Lior Tirosh écrit de la fantasy pour trouver refuge dans un ailleurs moins dur ou du moins loin de la souffrance d’une existence tragique. Un père tyrannique, un frère mort en héros et une mère décédée du cancer après avoir divorcé, il a finalement cédé à l’exil, poussé dehors, à l’extérieur, loin de la Palestine voulue par les pères fondateurs en Afrique. Mais, si l’imagination n’est qu’une illusion et l’évasion qu’un pis-aller fragile face au caractère concret et désenchanté du monde, quelle réalité Lior cherche-t-il à fuir exactement ? Il semble en effet doté d’une faculté singulière et inexplicable, suscitant la convoitise de puissances occultes dont les desseins ne semblent guère animés des meilleures intentions. Un phénomène affectant jusqu’à sa mémoire et ne paraissant pas sans conséquence sur le(s) cheminement(s) historique(s).
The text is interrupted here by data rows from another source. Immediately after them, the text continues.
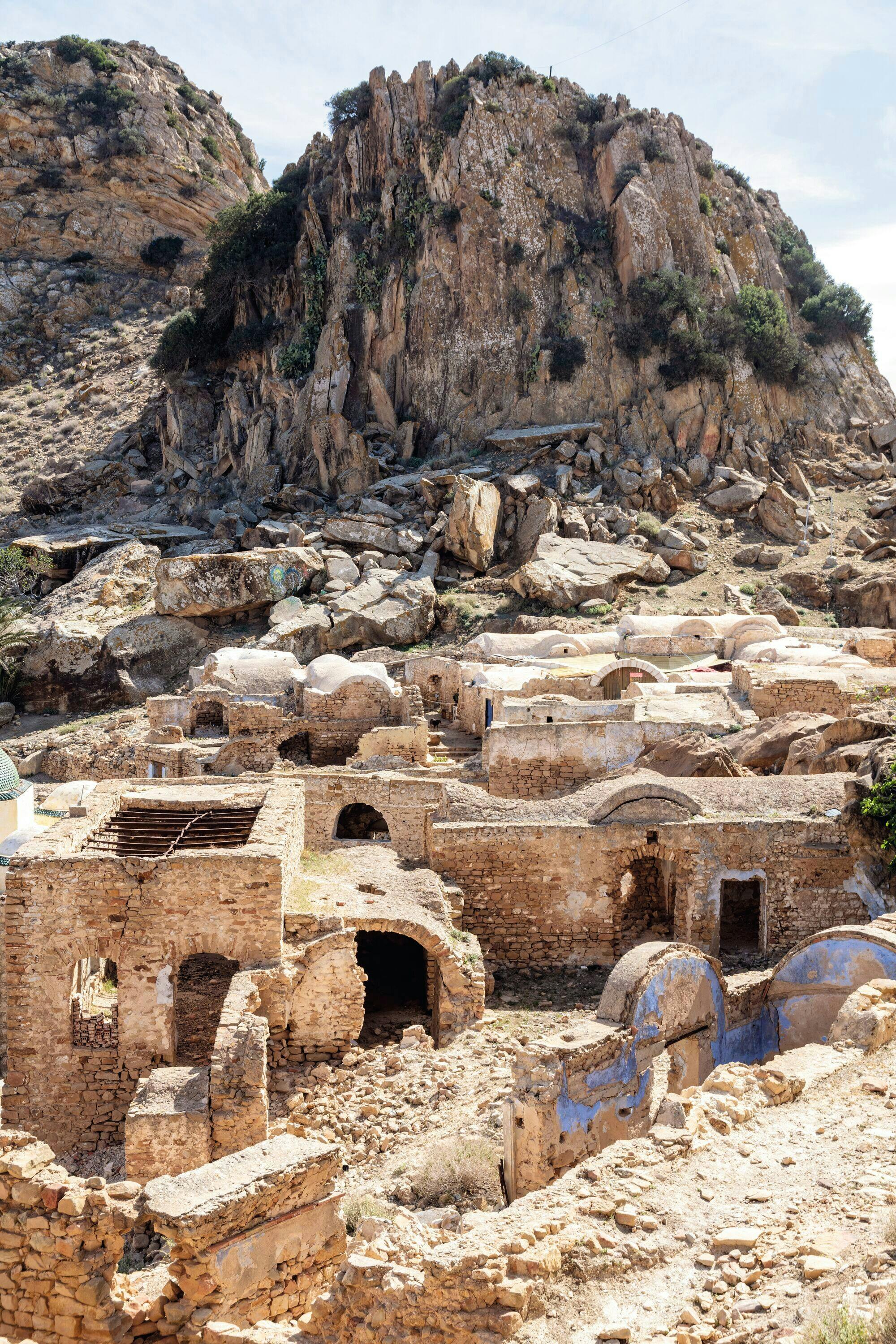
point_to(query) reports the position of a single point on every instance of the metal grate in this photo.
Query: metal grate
(158, 832)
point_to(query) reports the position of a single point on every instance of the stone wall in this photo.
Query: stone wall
(405, 804)
(771, 689)
(66, 904)
(62, 1241)
(552, 894)
(281, 1190)
(238, 1077)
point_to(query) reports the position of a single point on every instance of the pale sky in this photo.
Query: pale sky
(800, 95)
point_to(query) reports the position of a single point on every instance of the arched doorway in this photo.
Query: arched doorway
(295, 749)
(209, 719)
(646, 901)
(95, 1004)
(620, 679)
(359, 822)
(396, 992)
(203, 982)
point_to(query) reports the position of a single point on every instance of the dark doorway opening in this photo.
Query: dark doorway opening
(646, 901)
(621, 679)
(396, 995)
(295, 749)
(741, 904)
(203, 982)
(358, 822)
(209, 719)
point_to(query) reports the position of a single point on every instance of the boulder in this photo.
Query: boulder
(883, 436)
(808, 586)
(868, 601)
(564, 573)
(304, 633)
(777, 513)
(765, 746)
(121, 578)
(386, 608)
(738, 498)
(771, 603)
(77, 667)
(540, 519)
(238, 581)
(692, 756)
(472, 522)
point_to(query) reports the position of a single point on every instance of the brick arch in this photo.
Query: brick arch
(465, 990)
(661, 853)
(644, 793)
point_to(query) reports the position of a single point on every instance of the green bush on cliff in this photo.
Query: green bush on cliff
(350, 107)
(73, 49)
(767, 340)
(836, 311)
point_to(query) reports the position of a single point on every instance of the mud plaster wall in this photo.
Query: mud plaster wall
(147, 916)
(573, 1100)
(552, 894)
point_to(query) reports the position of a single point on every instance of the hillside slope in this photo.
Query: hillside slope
(470, 250)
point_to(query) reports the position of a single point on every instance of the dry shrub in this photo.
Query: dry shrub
(837, 1327)
(460, 1171)
(884, 1324)
(358, 1207)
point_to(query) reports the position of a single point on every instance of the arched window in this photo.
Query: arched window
(95, 1004)
(359, 822)
(203, 982)
(396, 992)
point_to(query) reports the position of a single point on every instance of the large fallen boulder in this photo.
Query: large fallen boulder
(304, 633)
(564, 573)
(778, 513)
(472, 522)
(771, 601)
(868, 601)
(240, 581)
(765, 746)
(77, 667)
(540, 519)
(385, 608)
(694, 756)
(121, 578)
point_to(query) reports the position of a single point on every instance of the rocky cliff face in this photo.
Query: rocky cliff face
(104, 148)
(470, 252)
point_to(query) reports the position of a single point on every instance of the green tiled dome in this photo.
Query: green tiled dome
(10, 781)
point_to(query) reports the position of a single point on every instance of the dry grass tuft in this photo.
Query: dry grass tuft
(460, 1171)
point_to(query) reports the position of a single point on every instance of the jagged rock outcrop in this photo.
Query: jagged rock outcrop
(104, 147)
(460, 275)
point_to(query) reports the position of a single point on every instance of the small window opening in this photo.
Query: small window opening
(95, 1004)
(359, 822)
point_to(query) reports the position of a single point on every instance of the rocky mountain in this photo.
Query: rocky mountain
(487, 248)
(112, 168)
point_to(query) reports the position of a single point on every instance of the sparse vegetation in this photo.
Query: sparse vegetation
(625, 175)
(358, 1207)
(460, 1171)
(350, 107)
(741, 179)
(193, 96)
(103, 104)
(73, 49)
(767, 340)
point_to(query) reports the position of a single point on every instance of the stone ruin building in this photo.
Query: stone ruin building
(172, 961)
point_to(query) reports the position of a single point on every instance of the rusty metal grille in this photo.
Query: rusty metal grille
(159, 832)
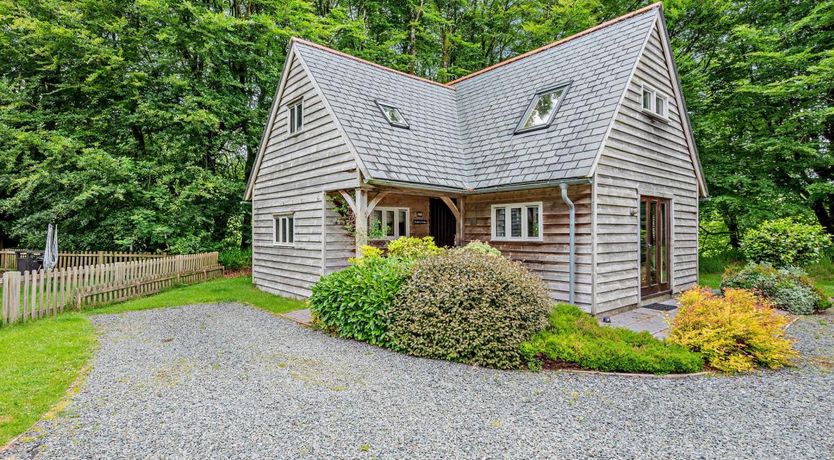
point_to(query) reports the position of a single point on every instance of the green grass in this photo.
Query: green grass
(575, 339)
(238, 289)
(38, 362)
(40, 359)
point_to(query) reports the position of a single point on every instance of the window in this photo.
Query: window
(393, 115)
(388, 223)
(522, 222)
(283, 227)
(654, 102)
(542, 109)
(296, 116)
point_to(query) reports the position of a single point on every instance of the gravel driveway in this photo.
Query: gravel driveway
(234, 381)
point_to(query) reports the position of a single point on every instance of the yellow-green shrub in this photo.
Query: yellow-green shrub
(735, 333)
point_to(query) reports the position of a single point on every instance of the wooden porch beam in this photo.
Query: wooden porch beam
(379, 196)
(349, 200)
(451, 205)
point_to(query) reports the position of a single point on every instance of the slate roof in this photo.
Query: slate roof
(462, 134)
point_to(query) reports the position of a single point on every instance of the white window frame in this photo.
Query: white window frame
(291, 116)
(508, 222)
(382, 106)
(652, 109)
(278, 222)
(395, 224)
(532, 105)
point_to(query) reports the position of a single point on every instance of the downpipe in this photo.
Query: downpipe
(572, 243)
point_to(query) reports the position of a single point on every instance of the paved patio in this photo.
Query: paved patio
(653, 321)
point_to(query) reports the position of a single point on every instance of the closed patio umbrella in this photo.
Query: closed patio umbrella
(50, 255)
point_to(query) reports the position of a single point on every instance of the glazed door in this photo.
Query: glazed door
(654, 246)
(442, 223)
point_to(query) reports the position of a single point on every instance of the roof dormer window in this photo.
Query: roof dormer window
(542, 109)
(393, 115)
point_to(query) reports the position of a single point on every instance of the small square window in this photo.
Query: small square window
(393, 115)
(654, 102)
(295, 112)
(524, 221)
(542, 109)
(284, 229)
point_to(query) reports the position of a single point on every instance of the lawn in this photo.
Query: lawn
(39, 360)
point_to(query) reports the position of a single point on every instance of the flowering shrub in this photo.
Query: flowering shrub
(785, 242)
(480, 246)
(413, 248)
(734, 333)
(469, 307)
(786, 288)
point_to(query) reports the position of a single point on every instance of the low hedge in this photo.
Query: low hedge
(470, 307)
(787, 289)
(354, 302)
(574, 339)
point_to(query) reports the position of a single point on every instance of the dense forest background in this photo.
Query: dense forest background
(133, 124)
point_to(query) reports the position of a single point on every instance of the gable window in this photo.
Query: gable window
(295, 113)
(654, 102)
(389, 223)
(517, 222)
(393, 115)
(542, 109)
(283, 229)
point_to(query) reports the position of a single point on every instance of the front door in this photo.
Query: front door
(654, 246)
(442, 223)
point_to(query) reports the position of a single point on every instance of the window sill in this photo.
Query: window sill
(517, 240)
(656, 116)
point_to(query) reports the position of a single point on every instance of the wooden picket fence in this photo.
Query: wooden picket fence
(8, 259)
(34, 295)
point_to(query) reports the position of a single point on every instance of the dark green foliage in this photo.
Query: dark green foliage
(469, 307)
(575, 339)
(236, 259)
(787, 289)
(355, 302)
(785, 243)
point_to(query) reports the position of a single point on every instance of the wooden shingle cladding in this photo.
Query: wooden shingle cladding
(549, 257)
(643, 155)
(295, 171)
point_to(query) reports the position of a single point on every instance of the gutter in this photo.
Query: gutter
(495, 189)
(572, 243)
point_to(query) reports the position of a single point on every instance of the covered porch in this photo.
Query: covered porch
(548, 228)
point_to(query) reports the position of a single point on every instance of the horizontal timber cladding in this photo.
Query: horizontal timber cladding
(643, 156)
(548, 258)
(295, 171)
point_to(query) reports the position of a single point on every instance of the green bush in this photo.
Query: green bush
(469, 307)
(354, 302)
(575, 339)
(412, 248)
(785, 242)
(235, 259)
(786, 288)
(480, 246)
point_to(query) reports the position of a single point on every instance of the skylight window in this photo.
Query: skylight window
(393, 115)
(542, 109)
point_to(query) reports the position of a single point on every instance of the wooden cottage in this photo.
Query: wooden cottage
(576, 159)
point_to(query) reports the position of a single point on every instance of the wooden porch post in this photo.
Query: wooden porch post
(461, 226)
(361, 203)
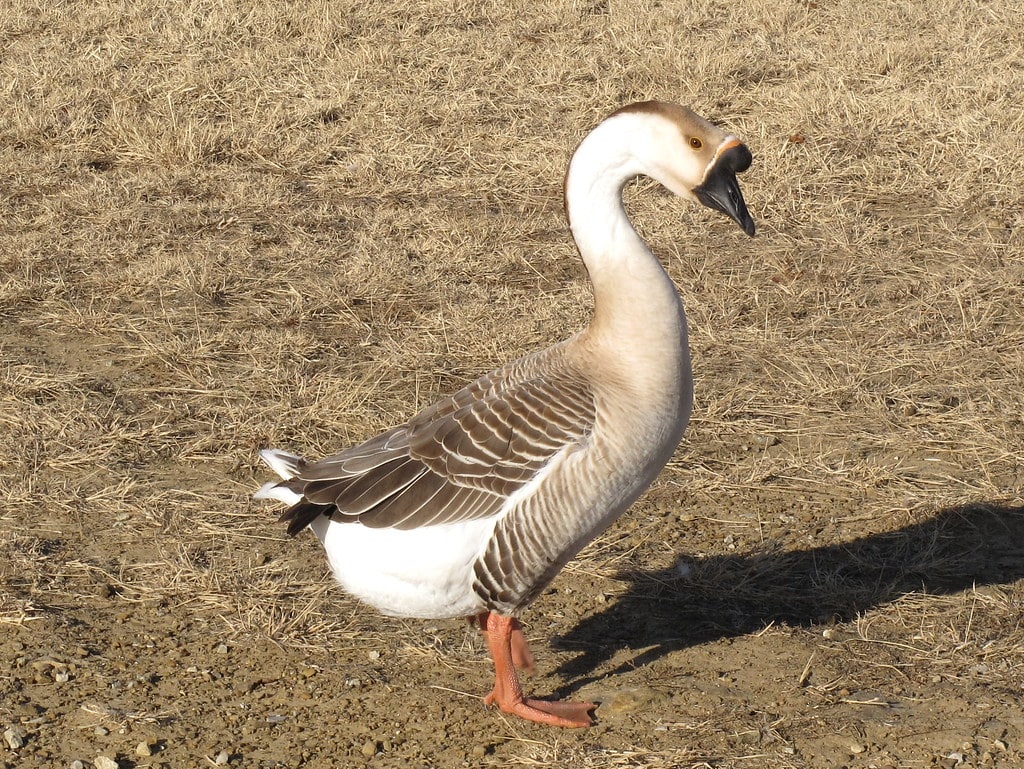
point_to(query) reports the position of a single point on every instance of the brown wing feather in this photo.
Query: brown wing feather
(458, 459)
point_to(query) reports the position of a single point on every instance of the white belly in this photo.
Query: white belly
(422, 572)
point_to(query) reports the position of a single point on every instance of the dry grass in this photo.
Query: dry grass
(227, 227)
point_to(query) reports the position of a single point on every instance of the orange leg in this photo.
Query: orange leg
(501, 633)
(522, 657)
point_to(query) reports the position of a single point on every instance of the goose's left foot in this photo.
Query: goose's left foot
(507, 694)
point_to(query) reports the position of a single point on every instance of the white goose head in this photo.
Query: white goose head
(694, 159)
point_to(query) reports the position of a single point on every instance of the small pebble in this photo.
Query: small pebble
(14, 737)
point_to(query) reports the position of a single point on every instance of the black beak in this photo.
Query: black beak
(720, 189)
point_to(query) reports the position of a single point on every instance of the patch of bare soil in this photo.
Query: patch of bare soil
(226, 227)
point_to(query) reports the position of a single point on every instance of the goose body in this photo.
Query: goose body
(474, 505)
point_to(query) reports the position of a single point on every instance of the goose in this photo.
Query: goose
(472, 507)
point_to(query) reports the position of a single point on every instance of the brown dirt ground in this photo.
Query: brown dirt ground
(224, 227)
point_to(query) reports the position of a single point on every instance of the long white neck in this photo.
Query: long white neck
(637, 310)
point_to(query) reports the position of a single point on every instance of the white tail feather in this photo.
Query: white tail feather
(283, 463)
(271, 490)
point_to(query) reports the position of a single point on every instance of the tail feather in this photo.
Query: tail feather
(285, 464)
(300, 512)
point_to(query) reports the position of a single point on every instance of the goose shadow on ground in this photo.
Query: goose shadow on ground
(731, 595)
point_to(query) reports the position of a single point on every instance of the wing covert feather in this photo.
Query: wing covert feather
(460, 458)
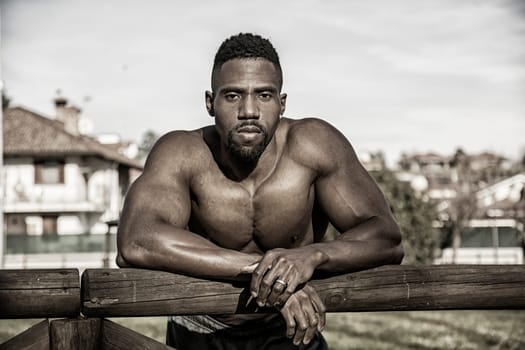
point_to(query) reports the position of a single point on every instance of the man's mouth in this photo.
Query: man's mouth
(249, 129)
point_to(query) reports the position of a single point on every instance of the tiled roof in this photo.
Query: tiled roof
(27, 133)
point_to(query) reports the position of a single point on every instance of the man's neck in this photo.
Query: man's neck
(243, 171)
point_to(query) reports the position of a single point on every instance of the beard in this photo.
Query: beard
(247, 153)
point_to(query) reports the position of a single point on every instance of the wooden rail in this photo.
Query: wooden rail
(39, 293)
(136, 292)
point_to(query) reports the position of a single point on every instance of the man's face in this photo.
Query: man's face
(247, 104)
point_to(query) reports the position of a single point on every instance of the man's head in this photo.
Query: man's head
(246, 100)
(245, 45)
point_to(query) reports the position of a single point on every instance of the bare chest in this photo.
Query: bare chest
(277, 213)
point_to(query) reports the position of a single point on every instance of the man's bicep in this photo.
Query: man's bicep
(153, 201)
(348, 194)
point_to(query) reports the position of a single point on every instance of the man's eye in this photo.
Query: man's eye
(232, 97)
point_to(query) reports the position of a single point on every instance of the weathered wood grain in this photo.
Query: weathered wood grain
(34, 338)
(117, 337)
(39, 293)
(71, 334)
(137, 292)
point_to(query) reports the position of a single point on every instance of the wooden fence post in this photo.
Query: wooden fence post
(34, 338)
(81, 334)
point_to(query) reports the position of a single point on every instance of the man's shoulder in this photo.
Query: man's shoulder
(181, 148)
(314, 135)
(317, 144)
(181, 141)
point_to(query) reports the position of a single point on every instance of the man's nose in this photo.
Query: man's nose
(249, 108)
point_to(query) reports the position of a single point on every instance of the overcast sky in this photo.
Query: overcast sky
(391, 75)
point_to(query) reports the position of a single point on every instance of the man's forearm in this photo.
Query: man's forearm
(370, 244)
(181, 251)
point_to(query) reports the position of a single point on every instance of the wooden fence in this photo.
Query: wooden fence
(136, 292)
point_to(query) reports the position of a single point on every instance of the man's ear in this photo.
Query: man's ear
(283, 103)
(209, 103)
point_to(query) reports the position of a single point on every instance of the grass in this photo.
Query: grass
(492, 330)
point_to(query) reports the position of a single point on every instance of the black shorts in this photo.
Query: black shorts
(255, 336)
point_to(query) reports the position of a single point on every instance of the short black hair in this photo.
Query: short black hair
(246, 45)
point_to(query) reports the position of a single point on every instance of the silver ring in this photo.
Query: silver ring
(281, 282)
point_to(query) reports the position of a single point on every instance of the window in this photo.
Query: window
(49, 172)
(49, 225)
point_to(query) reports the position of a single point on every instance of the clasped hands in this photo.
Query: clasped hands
(279, 280)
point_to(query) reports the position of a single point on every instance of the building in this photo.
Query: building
(482, 189)
(61, 187)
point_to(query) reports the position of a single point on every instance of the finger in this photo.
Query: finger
(301, 327)
(313, 321)
(267, 284)
(290, 321)
(277, 290)
(249, 268)
(320, 309)
(258, 274)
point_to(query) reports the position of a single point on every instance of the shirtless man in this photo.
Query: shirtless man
(250, 197)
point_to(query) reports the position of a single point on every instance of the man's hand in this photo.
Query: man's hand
(304, 314)
(281, 271)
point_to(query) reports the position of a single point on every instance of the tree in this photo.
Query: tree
(414, 215)
(149, 137)
(462, 208)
Fondé sur un épisode méconnu de l’histoire du sionisme, plus précisément le projet avorté d’implantation d’un État juif sous autorité britannique, entre Kenya et Ouganda, Aucune terre n’est promise nous emmène dans une ligne historique alternative, adoptant le pas de côté cher à l’uchronie et à la science-fiction. Un décalage salutaire, voire un dépaysement salvateur, permettant de reconsidérer notre propre monde et notre histoire avec un autre regard. Un point de vue différent, libéré des rhétoriques partisanes, permettant de prendre la mesure de la duplicité d’une humanité prompte à s’aveugler pour ménager un illusoire confort intellectuel. Mais, peut-être les choses sont-elles un tantinet plus compliquées. Lavie Tidhar s’y entend bien à brouiller les pistes ou flouter les contours d’une réalité consensuelle pour le moins fluctuante, jouant des références à la Kabbale et à la physique quantique pour déployer un faisceau d’univers multiples. L’auteur interroge ainsi sa propre judéité, mettant sur la sellette la fondation d’Israël, cette nation de parias issus de la diaspora qui progressivement a épousé les méthodes de ses oppresseurs, incarnant non plus un idéal mais un coup de force permanent. Qu’importe les intentions ou la pureté du projet initial semble dire l’auteur, le seul invariant commun aux multiples itérations des possibles reste l’injustice, prélude aux désastres présents et à venir. En cela, Aucune terre n’est promise se révèle politique, dans la meilleure acception du terme. Mais le réduire strictement à cet aspect serait négliger les qualités d’un roman subtil et nuancé, traversé par des fulgurances magnifiques et un sentiment d’échec tragique. Un gâchis frappé au coin de la fatalité.
Avec Aucune terre n’est promise, Lavie Tidhar ne prône pas la haine de soi. Bien au contraire, il dresse un constat d’une douloureuse lucidité, à l’adresse de ceux ne parvenant pas à se résoudre à l’inacceptable, mais restant conscient du peu de poids de leur existence face au mouvement inexorable de l’Histoire, telle que les hommes l’écrivent. Bref, un roman indispensable.